Do You Keywords Mean Something Else?

There are layers and nuances to keyword research that site owners and sometimes even SEOs fail to consider. One potential hazard is keyword misalignment. It could lead to a high bounce rate and poor conversion rate on keywords you think should be your prime moneymakers.

So what exactly is keyword misalignment? I’m tempted to quote from the cult classic movie “The Princess Bride.” When Westley, as the dread Pirate Roberts, continues to catch up with the trio of Vizzini, Fezzik, and Inigo (who have kidnapped Westley’s sweetheart Buttercup), Vizzini shouts “Inconceivable!” every time they see that Westley has overcome the latest obstacle placed in his path. Inigo, getting a bit fed up with this, finally says “That word…I do not think it means what you think it means.”

That is the essence of keyword misalignment. A word or phrase that you want to use for one particular purpose may already be in use for a different purpose. A searcher using that key phrase, then, might be looking for something completely different from what you offer. When they see that their desires and your website don’t match, they’ll hit the back button and track down another site. In a situation like this, all of the effort you put into climbing the SERPs – even if you achieved the number one position – is wasted for that keyword.

As Christine Churchill explains on Search Engine Land, “One needs to be careful when selecting keywords to make sure that you select phrases that do not unintentionally conflict with unrelated industries.” In these days of fast-moving technology, frequent use of acronyms, and jargon proliferation, that happens more frequently than you might think.

Churchill offers an interesting example. Say you’re a company that sells advertising on billboards mounted on trailers pulled by trucks. It’s a surprisingly competitive business; some firms are nationwide, and offer billboards pulled by bikes, Segways, and more. Some even rent “walking” billboards – not sandwich boards, necessarily, but people wearing four-foot-tall, skinny billboards like backpacks that can be made to light up for evening events. These “walking” billboards can even distribute brochures and other giveaway items related to what they’re advertising.

So if you’re a company that offers this unusual means of advertising in several different formats, and you want to rank high in the search engines for this competitive field, what key phrase would you use? A company owner’s first instinct might be “mobile advertising.” After all, it goes beyond just billboards, and the advertising is mobile, right?

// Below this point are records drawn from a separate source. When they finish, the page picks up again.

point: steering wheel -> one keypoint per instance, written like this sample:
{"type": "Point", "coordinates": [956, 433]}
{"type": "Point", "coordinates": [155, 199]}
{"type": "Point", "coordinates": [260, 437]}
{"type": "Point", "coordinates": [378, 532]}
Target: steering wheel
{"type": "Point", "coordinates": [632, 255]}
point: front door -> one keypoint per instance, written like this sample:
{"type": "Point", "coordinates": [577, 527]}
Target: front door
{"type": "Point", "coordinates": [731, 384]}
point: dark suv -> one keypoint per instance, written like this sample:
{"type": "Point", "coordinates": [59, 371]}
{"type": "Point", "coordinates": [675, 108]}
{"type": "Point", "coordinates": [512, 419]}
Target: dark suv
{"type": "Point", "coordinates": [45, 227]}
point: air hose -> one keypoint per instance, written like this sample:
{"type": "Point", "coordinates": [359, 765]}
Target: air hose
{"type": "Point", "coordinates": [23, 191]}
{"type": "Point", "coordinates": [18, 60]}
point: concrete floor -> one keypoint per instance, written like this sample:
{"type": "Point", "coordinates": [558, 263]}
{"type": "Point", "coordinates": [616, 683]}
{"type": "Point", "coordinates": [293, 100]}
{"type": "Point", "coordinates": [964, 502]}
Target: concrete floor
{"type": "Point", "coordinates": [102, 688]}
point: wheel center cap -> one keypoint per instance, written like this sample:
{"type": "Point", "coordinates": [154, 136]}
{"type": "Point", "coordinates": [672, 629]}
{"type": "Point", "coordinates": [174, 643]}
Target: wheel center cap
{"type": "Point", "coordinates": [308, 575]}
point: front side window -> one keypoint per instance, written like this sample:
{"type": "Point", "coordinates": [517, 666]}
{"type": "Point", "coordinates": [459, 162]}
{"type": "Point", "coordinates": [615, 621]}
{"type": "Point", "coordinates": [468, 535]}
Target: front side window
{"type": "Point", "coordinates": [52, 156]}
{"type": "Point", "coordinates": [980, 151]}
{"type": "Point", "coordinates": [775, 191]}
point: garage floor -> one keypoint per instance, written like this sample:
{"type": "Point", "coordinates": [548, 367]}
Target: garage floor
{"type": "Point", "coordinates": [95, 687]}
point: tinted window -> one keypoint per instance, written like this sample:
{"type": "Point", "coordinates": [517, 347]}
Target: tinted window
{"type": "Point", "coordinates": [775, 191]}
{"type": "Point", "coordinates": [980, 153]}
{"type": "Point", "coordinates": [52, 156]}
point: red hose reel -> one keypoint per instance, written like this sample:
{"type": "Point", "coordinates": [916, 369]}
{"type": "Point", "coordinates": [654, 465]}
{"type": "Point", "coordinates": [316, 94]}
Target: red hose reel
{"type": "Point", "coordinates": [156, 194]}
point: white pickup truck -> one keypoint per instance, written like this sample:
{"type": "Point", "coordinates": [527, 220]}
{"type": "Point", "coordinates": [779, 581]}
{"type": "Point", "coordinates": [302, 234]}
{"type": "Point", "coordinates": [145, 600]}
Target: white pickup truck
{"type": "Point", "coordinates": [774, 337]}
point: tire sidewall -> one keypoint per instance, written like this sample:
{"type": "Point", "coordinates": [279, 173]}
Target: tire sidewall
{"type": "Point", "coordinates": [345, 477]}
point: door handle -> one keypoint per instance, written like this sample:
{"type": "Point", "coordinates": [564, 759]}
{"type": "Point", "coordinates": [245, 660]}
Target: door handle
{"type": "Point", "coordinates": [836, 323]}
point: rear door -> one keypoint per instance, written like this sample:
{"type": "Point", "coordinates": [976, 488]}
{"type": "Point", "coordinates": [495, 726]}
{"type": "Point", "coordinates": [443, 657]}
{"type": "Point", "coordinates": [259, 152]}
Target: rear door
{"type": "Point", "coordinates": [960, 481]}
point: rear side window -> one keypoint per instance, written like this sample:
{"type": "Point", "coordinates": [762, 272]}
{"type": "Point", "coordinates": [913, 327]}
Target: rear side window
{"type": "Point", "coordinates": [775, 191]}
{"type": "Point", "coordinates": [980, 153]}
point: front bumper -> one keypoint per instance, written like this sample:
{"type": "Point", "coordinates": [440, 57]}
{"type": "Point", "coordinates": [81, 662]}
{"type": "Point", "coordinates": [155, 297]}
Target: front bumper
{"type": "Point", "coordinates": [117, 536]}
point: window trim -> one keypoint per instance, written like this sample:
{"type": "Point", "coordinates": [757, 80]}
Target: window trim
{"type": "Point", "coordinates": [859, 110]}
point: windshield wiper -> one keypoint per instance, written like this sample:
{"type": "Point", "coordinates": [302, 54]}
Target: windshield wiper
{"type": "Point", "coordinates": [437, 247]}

Using that phrase, however, would be a huge mistake. There’s an entirely different field that’s heavily invested in the phrase “mobile advertising.” These are the companies that sell advertising on mobile devices, such as cell phones. What’s more, that phrase is even more competitive than the next obvious phrase for our hypothetical company, which is “mobile billboards.” A cursory search on Google yields about 1.14 million results for mobile billboards – but 322 million results for mobile advertising.

What can you do to prevent this issue? Obviously, you need to be careful with the keywords you select. When examining your candidates, do a Google search on each one. If you don’t see many of your competitors showing up, ask yourself why. Just as importantly, pay attention to what DOES show up – and in what quantities. As with the phrase “mobile advertising” above, there may already be a well-established industry using the key phrase you want. In that case, a user searching with that key phrase will expect to find sites in THAT field, not in yours.

There’s another reason to pay attention to what shows up with particular keywords. There’s a joke about the sheltered cat-loving great-granny whose first venture online is an image search on Google for…well, do I really need to complete that phrase? Seriously, though, you don’t want to be on the same page in the search results as something with which you wouldn’t want to be associated, if you can possibly avoid it. That’s why you need to be thorough when you do your keyword research.

There’s one other point I’d like to address on the topic of avoiding keyword misalignment. The keywords that people use for particular things change over time. Sometimes it’s a slow process, but other times it’s just a matter of months. From what little I could determine from searching online, for example, advertising on mobile devices and advertising on mobile billboards, as industries, started around the same time – about the year 2000. It’s entirely possible that a mobile billboard company could have started their website with the aim to corner the phrase “mobile advertising” in the search engines, and if they didn’t repeat their keyword research as time went on, not realized their mistake until much later. So when you do your keyword research, be prepared to dig deeper – and repeat the process a few months later. Good luck!